- Theatrical release poster
- Directed by: John G. Avildsen
- Written by: Eugene Price
- Story by: Eugene Price John G. Alvildsen
- Produced by: James U. Clarke; Christopher C. Dewey; Dennis Friedland; David Gil;
- Starring: Richard Carballo; Devin Goldenberg; Zachary Hains; Jane McLeod; Yvonne McCall; Rosella Olsen; Diane Moore;
- Cinematography: John G. Avildsen
- Edited by: John G. Avildsen
- Music by: Harper MacKay
- Production company: The Cannon Group
- Distributed by: Cannon Releasing
- Release dates: 19 May 1970 (France); 19 May 1971 (USA);
- Running time: 96 minutes
- Country: United States
- Language: English

= Guess What We Learned in School Today? =

1970 film by John G. Avildsen

Guess What We Learned in School Today? (also released in the United States as I Ain't No Buffalo) is a 1970 film directed by John G. Avildsen and written by Eugene Price. The movie premiered at the 1970 Cannes Film Festival and opened in the United States in 1971. Although it was shot before Avildsen's Joe, it got distribution afterward due to Joe's success.

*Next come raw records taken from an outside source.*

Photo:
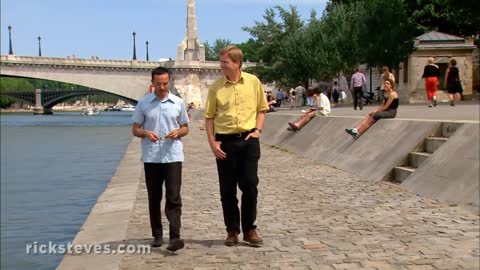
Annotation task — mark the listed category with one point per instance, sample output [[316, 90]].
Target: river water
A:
[[53, 168]]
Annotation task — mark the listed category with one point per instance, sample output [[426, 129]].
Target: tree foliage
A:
[[212, 52]]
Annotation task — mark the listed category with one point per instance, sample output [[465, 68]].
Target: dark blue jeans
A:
[[239, 169], [155, 175]]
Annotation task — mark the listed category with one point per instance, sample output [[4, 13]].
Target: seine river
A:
[[53, 168]]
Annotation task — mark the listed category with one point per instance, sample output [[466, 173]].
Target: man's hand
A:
[[174, 134], [217, 151], [152, 136]]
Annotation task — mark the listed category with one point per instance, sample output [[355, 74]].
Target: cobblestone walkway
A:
[[311, 217]]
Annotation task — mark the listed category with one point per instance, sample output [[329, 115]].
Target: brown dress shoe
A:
[[232, 239], [253, 238]]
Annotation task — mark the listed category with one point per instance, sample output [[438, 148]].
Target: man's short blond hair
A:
[[234, 53]]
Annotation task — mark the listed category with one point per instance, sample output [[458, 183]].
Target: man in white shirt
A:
[[320, 108], [356, 83], [299, 94]]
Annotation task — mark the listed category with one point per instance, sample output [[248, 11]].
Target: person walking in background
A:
[[335, 93], [279, 97], [271, 102], [431, 73], [321, 107], [386, 74], [453, 83], [299, 94], [161, 120], [343, 96], [356, 83], [387, 110], [234, 116]]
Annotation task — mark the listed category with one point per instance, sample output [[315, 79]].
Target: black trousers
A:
[[357, 97], [155, 175], [239, 169]]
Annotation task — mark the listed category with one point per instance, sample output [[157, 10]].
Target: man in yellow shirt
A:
[[234, 116]]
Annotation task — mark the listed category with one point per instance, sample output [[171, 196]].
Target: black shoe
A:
[[175, 244], [156, 242], [292, 126]]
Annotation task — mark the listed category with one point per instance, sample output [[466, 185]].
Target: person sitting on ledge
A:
[[321, 107], [387, 110]]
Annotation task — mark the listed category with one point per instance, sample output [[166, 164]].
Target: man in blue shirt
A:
[[160, 120], [280, 96]]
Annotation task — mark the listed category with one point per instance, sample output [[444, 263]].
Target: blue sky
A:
[[104, 28]]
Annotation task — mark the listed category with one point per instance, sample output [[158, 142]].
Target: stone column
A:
[[38, 109]]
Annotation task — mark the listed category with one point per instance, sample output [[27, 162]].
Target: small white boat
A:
[[127, 108], [90, 111]]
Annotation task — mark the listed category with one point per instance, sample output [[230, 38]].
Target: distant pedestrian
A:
[[356, 83], [343, 96], [386, 74], [234, 115], [387, 110], [300, 93], [431, 73], [335, 93], [279, 98], [453, 82], [160, 120]]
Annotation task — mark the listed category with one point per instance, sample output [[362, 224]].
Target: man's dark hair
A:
[[160, 71]]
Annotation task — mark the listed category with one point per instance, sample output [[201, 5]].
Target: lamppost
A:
[[146, 43], [39, 46], [10, 50], [134, 49]]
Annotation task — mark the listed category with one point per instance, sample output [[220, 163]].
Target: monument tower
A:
[[190, 49]]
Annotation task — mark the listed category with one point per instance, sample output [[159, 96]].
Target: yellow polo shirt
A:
[[234, 106]]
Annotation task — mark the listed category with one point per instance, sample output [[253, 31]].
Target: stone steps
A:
[[430, 145]]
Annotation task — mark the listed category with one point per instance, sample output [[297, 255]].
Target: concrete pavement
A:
[[464, 111], [311, 217]]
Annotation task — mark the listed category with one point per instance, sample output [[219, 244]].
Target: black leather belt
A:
[[233, 136]]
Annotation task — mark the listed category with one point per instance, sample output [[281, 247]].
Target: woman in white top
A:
[[321, 107]]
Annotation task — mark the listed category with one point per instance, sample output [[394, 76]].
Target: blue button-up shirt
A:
[[161, 117]]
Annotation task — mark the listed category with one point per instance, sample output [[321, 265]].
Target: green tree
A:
[[456, 17], [270, 37], [212, 52], [250, 50], [386, 35]]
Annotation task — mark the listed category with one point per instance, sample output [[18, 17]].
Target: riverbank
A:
[[108, 220]]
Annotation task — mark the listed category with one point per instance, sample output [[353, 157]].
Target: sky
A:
[[104, 28]]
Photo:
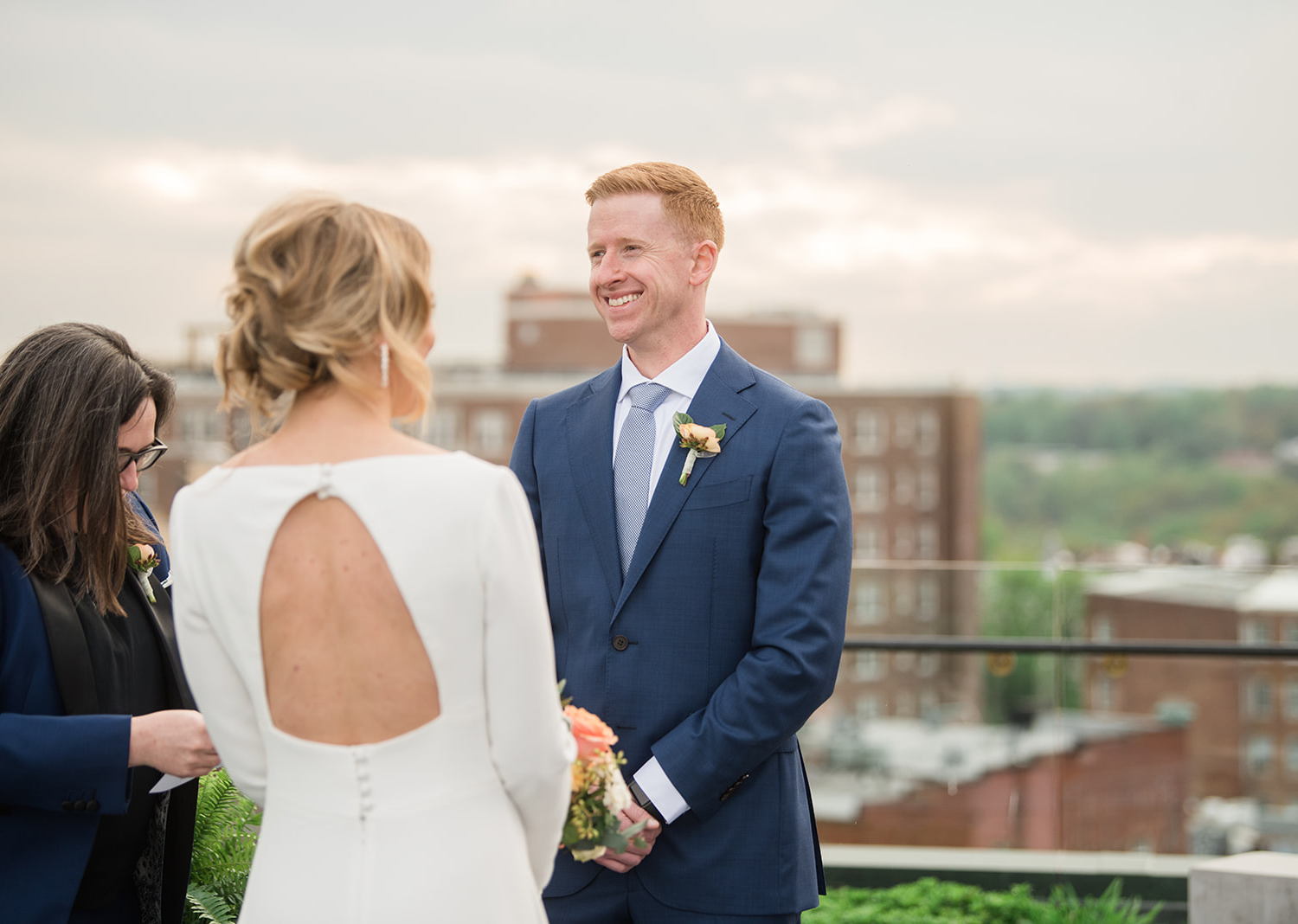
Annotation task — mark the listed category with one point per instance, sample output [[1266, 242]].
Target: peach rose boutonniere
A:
[[701, 441], [143, 560], [600, 794]]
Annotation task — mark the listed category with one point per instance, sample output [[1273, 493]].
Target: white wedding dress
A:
[[457, 820]]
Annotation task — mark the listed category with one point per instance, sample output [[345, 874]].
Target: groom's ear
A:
[[704, 262]]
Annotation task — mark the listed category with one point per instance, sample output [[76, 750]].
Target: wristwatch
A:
[[644, 801]]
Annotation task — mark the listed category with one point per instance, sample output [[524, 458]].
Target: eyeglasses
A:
[[145, 459]]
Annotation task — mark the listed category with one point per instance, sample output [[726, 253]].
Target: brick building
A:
[[911, 459], [1241, 714], [1070, 781]]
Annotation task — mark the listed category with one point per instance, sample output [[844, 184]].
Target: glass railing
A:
[[1144, 715]]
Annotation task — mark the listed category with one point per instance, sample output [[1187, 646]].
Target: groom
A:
[[703, 620]]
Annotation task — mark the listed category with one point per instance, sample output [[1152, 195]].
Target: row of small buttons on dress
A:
[[363, 780]]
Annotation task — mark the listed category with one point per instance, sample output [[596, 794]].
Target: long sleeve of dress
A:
[[213, 675], [530, 744]]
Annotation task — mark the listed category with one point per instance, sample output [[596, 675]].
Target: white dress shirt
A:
[[683, 378]]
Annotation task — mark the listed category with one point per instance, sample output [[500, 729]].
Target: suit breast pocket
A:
[[721, 495]]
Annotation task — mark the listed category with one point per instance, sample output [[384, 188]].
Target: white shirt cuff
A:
[[659, 791]]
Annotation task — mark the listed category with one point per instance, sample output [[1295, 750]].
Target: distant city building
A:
[[1070, 781], [911, 461], [1241, 715]]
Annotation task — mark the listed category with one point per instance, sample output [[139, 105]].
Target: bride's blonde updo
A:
[[317, 283]]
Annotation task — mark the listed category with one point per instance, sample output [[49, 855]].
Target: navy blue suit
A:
[[726, 633], [61, 765]]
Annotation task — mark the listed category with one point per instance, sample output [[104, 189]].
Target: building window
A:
[[1258, 755], [903, 485], [903, 428], [867, 706], [903, 540], [929, 493], [1102, 695], [929, 597], [444, 428], [867, 540], [869, 666], [491, 433], [871, 433], [1256, 698], [813, 348], [867, 609], [929, 433], [929, 542], [871, 488], [903, 596], [929, 664], [1253, 632]]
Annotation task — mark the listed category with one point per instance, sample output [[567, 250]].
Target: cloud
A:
[[890, 119], [150, 228]]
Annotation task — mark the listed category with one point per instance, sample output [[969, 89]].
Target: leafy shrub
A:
[[929, 901], [225, 837]]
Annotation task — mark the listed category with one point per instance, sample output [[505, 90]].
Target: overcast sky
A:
[[986, 194]]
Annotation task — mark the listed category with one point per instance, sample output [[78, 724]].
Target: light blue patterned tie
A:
[[633, 464]]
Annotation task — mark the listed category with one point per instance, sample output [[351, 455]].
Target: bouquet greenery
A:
[[600, 794]]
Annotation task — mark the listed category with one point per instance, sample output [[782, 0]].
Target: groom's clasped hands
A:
[[628, 859]]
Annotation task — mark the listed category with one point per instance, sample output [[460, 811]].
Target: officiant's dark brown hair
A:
[[65, 394]]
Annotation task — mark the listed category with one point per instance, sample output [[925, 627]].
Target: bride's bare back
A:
[[344, 664]]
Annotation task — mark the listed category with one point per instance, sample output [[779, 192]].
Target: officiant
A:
[[93, 708]]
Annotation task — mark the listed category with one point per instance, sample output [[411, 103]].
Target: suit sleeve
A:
[[801, 599], [530, 742], [48, 758], [217, 685]]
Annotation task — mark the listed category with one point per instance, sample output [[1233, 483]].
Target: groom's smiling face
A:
[[640, 273]]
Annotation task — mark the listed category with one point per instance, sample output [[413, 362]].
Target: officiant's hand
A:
[[625, 862]]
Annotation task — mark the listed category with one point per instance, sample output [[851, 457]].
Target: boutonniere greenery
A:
[[143, 560], [701, 441]]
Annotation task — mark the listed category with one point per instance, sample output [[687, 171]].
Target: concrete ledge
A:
[[1254, 888]]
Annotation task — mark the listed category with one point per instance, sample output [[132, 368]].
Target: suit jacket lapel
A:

Tagline: "Love American Style with a touch of X."

==Plot==
Parents in a small, conservative community want to ban sex education in schools, labeling it a Communist plot. However, the two people leading the charge against sex ed are revealed to be an impotent alcoholic and a gay policeman.

==Principal cast==

| Actor | Role |
|---|---|
| Richard Carballo | Lt. Roger Manley |
| Devin Goldenberg | Robbie Battle |
| Zachary Hains | Lance Battle |
| Jane McLeod | Rita Battle |
| Yvonne McCall | Dr. Lily Whitehorn |
| Rosella Olsen | Eve Manley |
| Diane Moore | Lydia |
| Robert Emery | Al |

==Critical reception==
Roger Greenspun of The New York Times did not care for the film at all:

... [T]here are ineptitudes and unrewarding obscurities enough to sink the movie ... The movie it keeps trying to be, however, is an amalgam of social satire and sane sex propaganda and it succeeds with neither ... time and again it comes to look like a series of blackout skits from the more inhibited edges of an exploitation movie.